The REMAP-CAP study (work package 8, WP8) aims to determine the optimal treatment regimen for patients with severe community-acquired pneumonia (CAP). REMAP-CAP was designed to adapt and speed up research in the event of a pandemic. Due to the continued global spread of COVID-19, the REMAP-CAP pandemic strata were activated in March 2020. The study is currently active in 13 European countries with 205 sites. So far, 4,871 COVID-19 patients and 225 CAP patients have been randomized. In this first year, we have investigated 31 potential treatments for COVID. This has led to multiple platform conclusions, that have changed clinical care of hospitalized patients with COVID-19 immediately.
REMAP-CAP published its first results in JAMA on the effect of Hydrocortisone on organ-support free days in critically-ill COVID-19 patients, and in the New England Journal of Medicine showing treatment with Tocilizumab and Sarilumab improved outcomes in critically-ill COVID-19 patients receiving organ support in the ICU. We aim to continue to investigate repurposed as well as newly developed drugs, which can all be done in the trial. We also aim to collaborate with other EU and global groups to find the best treatments for patients fast.
RECOVER delivers a programme of cross cutting social science research that aims to strengthen the response to COVID-19 by generating insights around social and behavioural aspects related to COVID-19 and the public health response.
The Social Science team developed a survey tool for hospital health professionals in Europe to assess their perceptions of local infection prevention and control measures and their general wellbeing. Two rounds of surveys covered a total of 2,289 health professionals from 26 European countries. Data analysis was finalized and a manuscript was submitted for publication on 20 November 2020.

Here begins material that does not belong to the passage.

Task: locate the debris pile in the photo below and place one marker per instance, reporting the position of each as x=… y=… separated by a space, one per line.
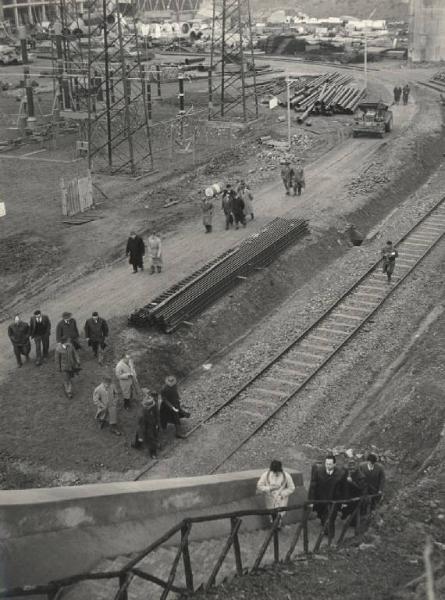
x=326 y=94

Research conducted in WP6 related to the needs and experience of household members informed discussions that fed into updated WHO guidelines on ‘Home care for patients with suspected or confirmed COVID-19 and management of their contacts’.
A survey in WP1 was conducted to analyse public perceptions on different aspects of the pandemic. In addition, the social sciences team of WP2 has conducted interviews with patients and general practitioners early in the pandemic in 8 European countries. The aim was to generate an understanding of their perspectives in receiving and providing primary care during the pandemic. All interviews have been finalized and data analysis is ongoing, with several manuscripts in preparation.